| Autor: |
Salinas O; Chemistry, The University of Chicago, Chicago, Illinois, United States. jsanderson@uchicago.edu., Xie J; Chemistry, The University of Chicago, Chicago, Illinois, United States. jsanderson@uchicago.edu., Papoular RJ; Leon Brillouin Laboratory, French Alternative Energies and Atomic Energy Commission Saclay Institute of Matter and Radiation, IRAMIS/CEA-Saclay, Gif-sur-Yvette, Île-de-France, France., Horwitz NE; Chemistry, The University of Chicago, Chicago, Illinois, United States. jsanderson@uchicago.edu., Elkaim E; Synchrotron Soleil, GIF-sur-Yvette, France., Filatov AS; Chemistry, The University of Chicago, Chicago, Illinois, United States. jsanderson@uchicago.edu., Anderson JS; Chemistry, The University of Chicago, Chicago, Illinois, United States. jsanderson@uchicago.edu. |
| Abstrakt: |
One of the notable advantages of molecular materials is the ability to precisely tune structure, properties, and function via molecular substitutions.
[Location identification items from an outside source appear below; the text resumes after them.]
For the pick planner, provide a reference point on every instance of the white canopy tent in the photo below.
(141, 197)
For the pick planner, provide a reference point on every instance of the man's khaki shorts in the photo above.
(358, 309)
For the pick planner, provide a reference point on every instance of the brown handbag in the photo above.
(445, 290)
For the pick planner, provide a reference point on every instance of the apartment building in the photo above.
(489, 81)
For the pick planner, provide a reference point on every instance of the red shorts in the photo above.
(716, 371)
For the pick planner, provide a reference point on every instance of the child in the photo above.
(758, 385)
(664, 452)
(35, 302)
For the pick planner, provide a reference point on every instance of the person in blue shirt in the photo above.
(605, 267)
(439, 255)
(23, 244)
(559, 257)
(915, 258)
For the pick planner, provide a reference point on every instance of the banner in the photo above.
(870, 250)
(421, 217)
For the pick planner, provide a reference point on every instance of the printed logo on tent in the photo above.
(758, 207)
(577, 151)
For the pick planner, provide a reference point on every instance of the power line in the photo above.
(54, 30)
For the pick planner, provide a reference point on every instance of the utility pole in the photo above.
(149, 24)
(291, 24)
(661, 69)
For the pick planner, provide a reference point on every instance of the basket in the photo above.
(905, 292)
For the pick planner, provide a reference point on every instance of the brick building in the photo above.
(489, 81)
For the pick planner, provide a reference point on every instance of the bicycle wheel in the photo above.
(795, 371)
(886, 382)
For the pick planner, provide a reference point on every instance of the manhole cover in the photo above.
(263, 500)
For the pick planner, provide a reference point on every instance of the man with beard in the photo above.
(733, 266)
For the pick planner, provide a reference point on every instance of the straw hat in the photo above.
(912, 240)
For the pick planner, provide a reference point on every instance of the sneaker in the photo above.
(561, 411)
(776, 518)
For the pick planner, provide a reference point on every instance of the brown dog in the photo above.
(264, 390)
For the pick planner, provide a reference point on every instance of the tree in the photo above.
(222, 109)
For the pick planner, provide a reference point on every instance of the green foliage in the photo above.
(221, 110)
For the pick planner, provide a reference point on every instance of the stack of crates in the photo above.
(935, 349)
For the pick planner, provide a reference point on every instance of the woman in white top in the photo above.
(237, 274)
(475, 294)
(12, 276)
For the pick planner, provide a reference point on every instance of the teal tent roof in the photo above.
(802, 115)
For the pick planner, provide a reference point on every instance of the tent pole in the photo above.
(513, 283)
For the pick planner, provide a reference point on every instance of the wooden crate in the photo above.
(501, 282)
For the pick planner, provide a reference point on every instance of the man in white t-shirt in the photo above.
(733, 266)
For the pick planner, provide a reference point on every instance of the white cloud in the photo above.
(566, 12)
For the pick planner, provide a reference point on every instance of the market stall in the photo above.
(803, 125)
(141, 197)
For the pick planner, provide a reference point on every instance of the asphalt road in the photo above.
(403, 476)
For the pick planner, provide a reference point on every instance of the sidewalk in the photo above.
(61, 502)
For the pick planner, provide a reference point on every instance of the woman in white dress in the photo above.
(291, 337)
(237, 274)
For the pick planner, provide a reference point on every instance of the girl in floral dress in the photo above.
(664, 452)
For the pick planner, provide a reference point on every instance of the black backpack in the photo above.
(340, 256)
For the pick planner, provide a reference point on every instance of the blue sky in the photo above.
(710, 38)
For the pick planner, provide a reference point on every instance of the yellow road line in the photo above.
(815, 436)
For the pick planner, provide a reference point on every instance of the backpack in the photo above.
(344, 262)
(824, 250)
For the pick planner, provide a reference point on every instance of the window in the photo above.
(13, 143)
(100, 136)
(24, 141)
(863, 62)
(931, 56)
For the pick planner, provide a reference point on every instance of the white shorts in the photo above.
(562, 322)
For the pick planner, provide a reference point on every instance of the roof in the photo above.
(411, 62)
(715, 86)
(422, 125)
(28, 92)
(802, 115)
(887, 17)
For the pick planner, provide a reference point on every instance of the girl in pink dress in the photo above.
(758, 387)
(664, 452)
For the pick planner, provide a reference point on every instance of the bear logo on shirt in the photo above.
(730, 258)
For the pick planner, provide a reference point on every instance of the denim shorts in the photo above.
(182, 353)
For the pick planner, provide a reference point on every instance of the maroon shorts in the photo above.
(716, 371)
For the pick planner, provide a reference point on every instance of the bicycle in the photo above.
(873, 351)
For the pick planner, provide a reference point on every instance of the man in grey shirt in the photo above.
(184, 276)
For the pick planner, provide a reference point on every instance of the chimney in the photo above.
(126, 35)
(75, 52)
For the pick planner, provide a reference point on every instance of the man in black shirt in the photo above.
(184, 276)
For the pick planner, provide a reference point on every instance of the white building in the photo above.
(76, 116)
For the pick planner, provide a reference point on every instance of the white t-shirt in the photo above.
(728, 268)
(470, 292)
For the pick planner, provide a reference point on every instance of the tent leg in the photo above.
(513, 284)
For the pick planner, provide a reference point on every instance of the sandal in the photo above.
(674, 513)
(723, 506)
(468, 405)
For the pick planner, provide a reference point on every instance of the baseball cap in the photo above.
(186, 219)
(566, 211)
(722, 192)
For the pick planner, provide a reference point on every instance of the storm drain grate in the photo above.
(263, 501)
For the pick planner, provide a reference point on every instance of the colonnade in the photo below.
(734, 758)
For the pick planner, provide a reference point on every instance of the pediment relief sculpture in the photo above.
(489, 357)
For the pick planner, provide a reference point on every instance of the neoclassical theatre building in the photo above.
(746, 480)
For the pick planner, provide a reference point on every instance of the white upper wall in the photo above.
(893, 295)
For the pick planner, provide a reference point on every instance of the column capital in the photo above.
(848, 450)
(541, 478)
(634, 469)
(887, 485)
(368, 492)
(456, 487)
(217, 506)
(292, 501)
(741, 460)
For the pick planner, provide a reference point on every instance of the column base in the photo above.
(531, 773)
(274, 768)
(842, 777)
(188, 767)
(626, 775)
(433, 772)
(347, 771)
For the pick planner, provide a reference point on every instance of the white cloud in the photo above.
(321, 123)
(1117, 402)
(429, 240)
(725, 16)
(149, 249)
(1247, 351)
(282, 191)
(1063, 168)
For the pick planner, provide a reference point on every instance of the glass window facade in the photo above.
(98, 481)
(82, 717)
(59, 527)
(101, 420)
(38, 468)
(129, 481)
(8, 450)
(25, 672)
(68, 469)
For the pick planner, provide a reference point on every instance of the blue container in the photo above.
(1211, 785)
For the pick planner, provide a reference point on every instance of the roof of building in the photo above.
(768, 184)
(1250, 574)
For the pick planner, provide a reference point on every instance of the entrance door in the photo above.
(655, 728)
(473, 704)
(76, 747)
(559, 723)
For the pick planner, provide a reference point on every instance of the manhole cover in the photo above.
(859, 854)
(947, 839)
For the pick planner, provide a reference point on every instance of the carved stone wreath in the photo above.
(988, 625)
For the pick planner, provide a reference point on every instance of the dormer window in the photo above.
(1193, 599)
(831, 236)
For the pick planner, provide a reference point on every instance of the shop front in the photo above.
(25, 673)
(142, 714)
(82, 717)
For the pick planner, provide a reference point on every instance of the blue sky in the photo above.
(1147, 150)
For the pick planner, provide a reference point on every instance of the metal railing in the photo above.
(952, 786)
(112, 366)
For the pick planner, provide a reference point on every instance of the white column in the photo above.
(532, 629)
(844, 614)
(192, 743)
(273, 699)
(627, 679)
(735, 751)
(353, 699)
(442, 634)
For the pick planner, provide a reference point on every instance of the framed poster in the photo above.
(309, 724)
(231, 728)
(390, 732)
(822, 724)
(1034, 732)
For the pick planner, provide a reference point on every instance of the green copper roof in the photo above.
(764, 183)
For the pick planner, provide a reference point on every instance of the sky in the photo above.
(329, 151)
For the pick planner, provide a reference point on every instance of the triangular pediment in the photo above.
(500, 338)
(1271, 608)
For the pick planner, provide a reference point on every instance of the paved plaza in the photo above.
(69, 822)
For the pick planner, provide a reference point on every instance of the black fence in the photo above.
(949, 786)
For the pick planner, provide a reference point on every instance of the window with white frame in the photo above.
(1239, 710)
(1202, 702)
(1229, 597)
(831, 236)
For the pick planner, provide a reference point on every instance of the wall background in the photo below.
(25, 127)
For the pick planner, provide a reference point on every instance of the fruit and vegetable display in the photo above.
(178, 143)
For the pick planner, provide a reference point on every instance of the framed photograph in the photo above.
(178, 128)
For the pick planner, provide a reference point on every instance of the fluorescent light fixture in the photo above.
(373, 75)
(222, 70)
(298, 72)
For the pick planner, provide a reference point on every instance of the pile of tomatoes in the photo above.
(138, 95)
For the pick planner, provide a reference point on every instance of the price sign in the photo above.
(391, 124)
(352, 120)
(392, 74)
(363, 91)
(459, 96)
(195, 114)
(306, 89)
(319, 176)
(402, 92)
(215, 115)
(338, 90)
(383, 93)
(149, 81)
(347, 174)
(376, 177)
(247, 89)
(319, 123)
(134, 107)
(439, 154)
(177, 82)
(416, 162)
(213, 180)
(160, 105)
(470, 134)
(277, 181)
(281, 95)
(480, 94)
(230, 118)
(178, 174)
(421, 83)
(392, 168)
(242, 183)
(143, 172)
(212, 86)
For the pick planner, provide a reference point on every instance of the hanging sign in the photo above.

While many studies have demonstrated this principle with classic carboxylate-based coordination polymers, there are comparatively fewer examples where systematic changes to sulfur-based coordination polymers have been investigated. Here we present such a study on 1D coordination chains of redox-active Fe 4 S 4 clusters linked by methylated 1,4-benzene-dithiolates. A series of new Fe 4 S 4 -based coordination polymers were synthesized with either 2,5-dimethyl-1,4-benzenedithiol (DMBDT) or 2,3,5,6-tetramethyl-1,4-benzenedithiol (TMBDT). The structures of these compounds have been characterized based on synchrotron X-ray powder diffraction while their chemical and physical properties have been characterized by techniques including X-ray photoelectron spectroscopy, cyclic voltammetry and UV-visible spectroscopy. Methylation results in the general trend of increasing electron-richness in the series, but the tetramethyl version exhibits unexpected properties arising from steric constraints. All these results highlight how substitutions on organic linkers can modulate electronic factors to fine-tune the electronic structures of metal-organic materials. |